Archives, museums and libraries are particularly affected by the legal uncertainty with regard to older works. But the content industry is also affected. Rights clearance means high transaction costs - with no benefit for the creators.

As a result of this legal situation, either old content is not used in the digital age. That is the rule in Europe. Or the law is ignored. Risk management replaces rights clearance - especially commercial firms take this route. Business models with older content usually lack a sound legal basis. Instead, they are based on accepted presumptions and copyright fraud.

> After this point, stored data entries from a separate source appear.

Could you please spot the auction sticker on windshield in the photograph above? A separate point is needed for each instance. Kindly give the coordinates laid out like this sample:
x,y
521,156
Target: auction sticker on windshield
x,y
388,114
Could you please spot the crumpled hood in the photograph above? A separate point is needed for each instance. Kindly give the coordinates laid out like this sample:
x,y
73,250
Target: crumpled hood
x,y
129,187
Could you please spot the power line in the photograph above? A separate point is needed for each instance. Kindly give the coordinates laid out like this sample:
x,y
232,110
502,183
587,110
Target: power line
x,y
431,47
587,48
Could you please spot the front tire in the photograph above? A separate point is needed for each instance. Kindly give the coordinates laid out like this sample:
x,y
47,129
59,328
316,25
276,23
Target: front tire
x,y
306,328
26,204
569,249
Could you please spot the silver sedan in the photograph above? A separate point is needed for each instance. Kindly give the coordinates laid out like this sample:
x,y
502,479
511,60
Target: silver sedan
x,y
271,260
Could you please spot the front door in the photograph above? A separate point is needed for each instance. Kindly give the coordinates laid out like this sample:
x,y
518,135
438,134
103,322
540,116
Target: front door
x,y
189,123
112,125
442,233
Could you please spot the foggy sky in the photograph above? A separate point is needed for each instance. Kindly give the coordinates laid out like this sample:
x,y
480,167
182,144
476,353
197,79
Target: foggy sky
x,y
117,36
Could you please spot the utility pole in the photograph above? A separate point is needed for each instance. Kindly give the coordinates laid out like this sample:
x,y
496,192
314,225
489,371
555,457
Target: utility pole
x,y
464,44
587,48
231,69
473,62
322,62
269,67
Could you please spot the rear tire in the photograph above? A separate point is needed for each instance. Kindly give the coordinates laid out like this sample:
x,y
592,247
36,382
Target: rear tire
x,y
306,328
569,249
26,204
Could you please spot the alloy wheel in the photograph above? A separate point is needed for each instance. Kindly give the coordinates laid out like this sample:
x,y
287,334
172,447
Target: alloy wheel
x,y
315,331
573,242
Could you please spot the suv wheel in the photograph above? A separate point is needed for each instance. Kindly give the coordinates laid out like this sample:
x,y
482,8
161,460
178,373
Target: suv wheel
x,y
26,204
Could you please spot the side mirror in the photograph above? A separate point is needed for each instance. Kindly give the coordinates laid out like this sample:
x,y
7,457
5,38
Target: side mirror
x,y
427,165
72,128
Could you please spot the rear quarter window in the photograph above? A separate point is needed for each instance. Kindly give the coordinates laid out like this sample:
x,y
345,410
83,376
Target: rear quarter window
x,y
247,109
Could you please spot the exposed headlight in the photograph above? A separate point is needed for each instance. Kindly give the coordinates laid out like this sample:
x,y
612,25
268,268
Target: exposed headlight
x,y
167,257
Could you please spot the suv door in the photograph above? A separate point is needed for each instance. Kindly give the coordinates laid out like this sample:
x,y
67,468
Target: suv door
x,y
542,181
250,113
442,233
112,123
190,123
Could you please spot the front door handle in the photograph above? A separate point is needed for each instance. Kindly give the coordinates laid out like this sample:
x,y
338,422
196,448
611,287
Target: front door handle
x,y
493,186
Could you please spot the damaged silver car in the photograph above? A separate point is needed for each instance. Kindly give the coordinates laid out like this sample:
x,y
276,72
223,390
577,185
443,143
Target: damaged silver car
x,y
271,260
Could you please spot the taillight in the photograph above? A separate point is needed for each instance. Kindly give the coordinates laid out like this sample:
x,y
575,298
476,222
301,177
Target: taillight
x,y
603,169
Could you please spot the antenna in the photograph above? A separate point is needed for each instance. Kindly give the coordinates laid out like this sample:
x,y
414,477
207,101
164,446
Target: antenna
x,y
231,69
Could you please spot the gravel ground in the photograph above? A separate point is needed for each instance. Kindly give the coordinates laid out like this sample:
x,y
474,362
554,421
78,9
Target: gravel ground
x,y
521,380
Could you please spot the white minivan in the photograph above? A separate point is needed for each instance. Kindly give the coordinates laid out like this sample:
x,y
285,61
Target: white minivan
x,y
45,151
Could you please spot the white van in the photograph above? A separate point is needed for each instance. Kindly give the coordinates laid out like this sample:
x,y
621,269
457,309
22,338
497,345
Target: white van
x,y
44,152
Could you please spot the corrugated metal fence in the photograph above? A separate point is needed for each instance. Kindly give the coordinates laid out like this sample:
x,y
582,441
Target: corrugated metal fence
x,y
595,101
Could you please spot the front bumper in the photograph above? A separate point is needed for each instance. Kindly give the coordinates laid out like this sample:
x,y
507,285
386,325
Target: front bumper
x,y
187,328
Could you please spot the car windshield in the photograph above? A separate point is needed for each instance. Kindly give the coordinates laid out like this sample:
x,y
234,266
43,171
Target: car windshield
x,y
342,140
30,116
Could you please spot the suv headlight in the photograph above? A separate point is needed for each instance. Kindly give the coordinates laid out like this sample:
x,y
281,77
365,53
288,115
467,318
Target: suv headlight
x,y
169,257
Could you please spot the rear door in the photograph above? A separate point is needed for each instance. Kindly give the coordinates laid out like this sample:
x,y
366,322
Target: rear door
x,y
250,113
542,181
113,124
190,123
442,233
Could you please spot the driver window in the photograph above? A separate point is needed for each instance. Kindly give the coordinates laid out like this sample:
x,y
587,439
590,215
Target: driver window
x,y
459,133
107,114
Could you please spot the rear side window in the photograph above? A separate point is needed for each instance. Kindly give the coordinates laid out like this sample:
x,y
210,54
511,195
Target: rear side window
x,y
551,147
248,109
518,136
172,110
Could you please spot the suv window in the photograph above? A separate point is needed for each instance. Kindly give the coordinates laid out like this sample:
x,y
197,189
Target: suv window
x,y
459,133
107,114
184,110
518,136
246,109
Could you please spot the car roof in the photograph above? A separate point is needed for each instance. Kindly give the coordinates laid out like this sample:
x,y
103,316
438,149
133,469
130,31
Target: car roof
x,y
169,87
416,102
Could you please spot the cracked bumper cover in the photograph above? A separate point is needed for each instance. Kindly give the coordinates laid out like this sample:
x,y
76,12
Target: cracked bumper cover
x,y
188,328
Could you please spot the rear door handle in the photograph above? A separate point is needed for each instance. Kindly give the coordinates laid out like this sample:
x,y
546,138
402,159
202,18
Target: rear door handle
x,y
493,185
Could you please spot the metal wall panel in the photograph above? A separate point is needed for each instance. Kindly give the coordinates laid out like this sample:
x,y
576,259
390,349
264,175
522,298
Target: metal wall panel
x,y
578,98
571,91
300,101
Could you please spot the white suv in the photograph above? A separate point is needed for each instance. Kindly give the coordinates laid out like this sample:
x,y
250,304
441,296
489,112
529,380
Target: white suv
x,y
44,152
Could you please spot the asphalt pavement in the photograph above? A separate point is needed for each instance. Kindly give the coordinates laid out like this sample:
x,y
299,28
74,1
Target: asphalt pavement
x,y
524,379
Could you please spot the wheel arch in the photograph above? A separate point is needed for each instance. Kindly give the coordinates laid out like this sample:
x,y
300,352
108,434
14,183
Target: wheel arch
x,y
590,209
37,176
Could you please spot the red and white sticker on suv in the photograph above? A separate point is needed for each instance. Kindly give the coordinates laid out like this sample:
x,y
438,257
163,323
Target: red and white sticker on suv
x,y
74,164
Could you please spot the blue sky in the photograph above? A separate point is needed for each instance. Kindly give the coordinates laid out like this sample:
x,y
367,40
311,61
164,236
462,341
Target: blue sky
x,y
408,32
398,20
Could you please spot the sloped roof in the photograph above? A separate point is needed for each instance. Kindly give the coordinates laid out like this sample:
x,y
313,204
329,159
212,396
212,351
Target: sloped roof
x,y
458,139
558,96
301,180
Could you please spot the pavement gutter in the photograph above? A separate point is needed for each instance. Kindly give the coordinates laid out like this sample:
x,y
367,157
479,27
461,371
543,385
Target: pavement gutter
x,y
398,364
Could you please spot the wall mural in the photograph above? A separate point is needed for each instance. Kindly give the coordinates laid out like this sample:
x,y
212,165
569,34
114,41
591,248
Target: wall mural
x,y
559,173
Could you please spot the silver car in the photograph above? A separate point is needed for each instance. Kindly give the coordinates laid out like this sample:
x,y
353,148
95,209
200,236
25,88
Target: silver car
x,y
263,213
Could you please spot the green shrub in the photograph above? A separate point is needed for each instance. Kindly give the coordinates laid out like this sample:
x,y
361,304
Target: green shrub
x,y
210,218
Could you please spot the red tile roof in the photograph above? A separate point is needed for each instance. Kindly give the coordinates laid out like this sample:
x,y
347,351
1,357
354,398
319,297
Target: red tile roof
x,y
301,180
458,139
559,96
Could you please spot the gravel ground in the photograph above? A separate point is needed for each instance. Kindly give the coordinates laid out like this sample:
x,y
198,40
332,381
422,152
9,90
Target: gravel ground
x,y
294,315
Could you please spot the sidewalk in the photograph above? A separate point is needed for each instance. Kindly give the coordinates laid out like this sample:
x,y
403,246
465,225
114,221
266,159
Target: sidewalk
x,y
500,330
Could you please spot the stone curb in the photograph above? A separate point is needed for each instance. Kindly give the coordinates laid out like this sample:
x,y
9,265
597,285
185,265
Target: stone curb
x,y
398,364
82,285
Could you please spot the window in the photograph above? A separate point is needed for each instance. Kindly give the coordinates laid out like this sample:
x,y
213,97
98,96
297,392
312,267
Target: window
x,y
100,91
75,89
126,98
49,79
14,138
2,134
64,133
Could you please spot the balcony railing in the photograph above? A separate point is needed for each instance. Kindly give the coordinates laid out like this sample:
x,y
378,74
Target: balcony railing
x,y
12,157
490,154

Copyright reform with respect to cultural heritage is not about expropriation of right holders - it is about ending a situation of copyright fraud, presumptions and fictive writing up of rights.

All examples for mass digitalization of cultural heritage on a large scale avoided legal assessments for each and every item. Mass digitization in the U.S., like the Google Books Project or other projects like the digitalization of the Internet Archive are based on fair use. The digitalization project of the Norwegian national library is based on a national agreement with rights holders within a tradition of extensive collective licenses.

In a report on orphan works and mass digitization in June 2015, the copyright office in the U.S. pointed out that mass digitalization is hard to manage on the basis of rights clearance of each and every item and they called for legislative actions. The legal situation in Europe is even worse. Only reforms that avoid legal assessment, that avoid high transaction costs will boost our cultural heritage.